Après un trajet de cinq heures en voiture, il embarqua à Caracas dans un avion pour Dallas et au-delà. Shasif Hadi emportait dans son sac de voyage un ordinateur portable qui avait été dûment inspecté à la douane pour s’assurer de son innocuité. On vérifia également les neuf CD-ROM de jeux vidéo auxquels il envisageait de jouer durant le vol. À l’exception d’un seul. Mais même s’il avait été examiné, on n’y aurait trouvé que du charabia, des données en langage informatique C++, solidement chiffrées et sans signification particulière ; à moins d’avoir des programmeurs informatiques ou des hackers en poste aux points de contrôle, il était impossible de distinguer ces lignes de code de celles d’un jeu informatique ordinaire. On ne lui avait donné aucune information sur le contenu du disque, se contentant de lui indiquer un point de rendez-vous à Los Angeles où il devrait le remettre à une personne qu’il identifierait uniquement par l’échange de phrases convenues à l’avance.

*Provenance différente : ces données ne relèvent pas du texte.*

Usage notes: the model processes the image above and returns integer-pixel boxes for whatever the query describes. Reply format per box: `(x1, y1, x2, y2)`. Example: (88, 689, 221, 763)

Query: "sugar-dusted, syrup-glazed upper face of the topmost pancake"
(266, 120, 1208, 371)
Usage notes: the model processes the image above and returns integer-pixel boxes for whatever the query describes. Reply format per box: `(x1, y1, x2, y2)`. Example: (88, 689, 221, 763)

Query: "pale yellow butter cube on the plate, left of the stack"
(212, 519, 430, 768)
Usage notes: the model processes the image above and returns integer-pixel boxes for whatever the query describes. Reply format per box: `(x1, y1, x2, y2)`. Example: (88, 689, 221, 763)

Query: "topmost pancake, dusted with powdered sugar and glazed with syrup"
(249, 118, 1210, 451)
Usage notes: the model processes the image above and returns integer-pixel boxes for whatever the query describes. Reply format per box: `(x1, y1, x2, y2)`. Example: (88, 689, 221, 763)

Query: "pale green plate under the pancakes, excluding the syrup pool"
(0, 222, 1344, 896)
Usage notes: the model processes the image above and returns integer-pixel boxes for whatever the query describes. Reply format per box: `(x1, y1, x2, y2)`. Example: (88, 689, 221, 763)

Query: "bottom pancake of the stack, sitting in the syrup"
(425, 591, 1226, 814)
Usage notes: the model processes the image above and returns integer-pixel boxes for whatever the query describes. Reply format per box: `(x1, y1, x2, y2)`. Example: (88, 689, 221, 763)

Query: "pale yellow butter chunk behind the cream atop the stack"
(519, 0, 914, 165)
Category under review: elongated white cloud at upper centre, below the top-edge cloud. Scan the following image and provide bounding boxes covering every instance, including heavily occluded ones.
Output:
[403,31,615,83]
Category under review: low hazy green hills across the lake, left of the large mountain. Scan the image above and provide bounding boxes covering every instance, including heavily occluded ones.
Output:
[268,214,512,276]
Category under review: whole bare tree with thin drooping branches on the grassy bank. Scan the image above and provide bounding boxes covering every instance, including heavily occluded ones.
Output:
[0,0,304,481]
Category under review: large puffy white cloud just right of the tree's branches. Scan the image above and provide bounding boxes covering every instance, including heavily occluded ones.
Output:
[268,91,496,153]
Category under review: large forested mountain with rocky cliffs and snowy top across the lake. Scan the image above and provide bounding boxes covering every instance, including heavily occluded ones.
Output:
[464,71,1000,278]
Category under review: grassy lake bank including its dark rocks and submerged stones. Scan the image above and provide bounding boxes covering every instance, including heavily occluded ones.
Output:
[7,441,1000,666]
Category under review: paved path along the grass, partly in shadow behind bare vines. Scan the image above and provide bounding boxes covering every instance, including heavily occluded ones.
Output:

Cela fait, et pour sauver les apparences, il passerait quelques jours en Californie, puis s’envolerait pour Toronto avant de regagner son domicile semi-permanent, dans l’attente d’une nouvelle mission. Il était le messager parfait. Ne sachant rien d’essentiel, il ne pouvait donc rien trahir d’essentiel.
Il brûlait d’être un peu plus impliqué dans la cause, et il avait fait part de ce désir à son contact parisien. Il avait été loyal ; il était capable, prêt à mettre sa vie en jeu si nécessaire. Certes, sa formation militaire n’était que rudimentaire, mais la guerre en cours ne se résumait pas à presser sur la détente, n’est-ce pas ? Hadi eut un soupçon de culpabilité. Si Allah, dans sa grande sagesse, jugeait bon de lui demander plus, alors il s’y plierait avec grâce. Si, au contraire, son destin était de ne jouer qu’un rôle mineur, il l’accepterait tout autant. Quel que soit le souhait d’Allah, il obéirait.
Il franchit le point de contrôle sans problème autre que la fouille supplémentaire à laquelle étaient soumis de nos jours tous ceux qui « avaient l’air arabe », puis il gagna la porte d’embarquement. Vingt minutes plus tard, il était à bord et bouclait sa ceinture.
La durée totale du voyage serait de douze heures seulement, et ce, en comptant le trajet en voiture jusqu’à l’aéroport. Il était donc assis dans l’avant-dernier siège de première classe, du côté droit de l’Airbus, jouant distraitement à son jeu de tir idiot tout en songeant à regarder un film sur l’écran miniaturisé fourni gratuitement avec le billet. Mais il approchait de son record personnel dans la partie et le film pouvait bien attendre. Il découvrit qu’un verre de vin l’aidait à marquer. Sans doute en le relaxant juste assez pour empêcher sa main de trembler sur le pavé tactile de son ordinateur portatif.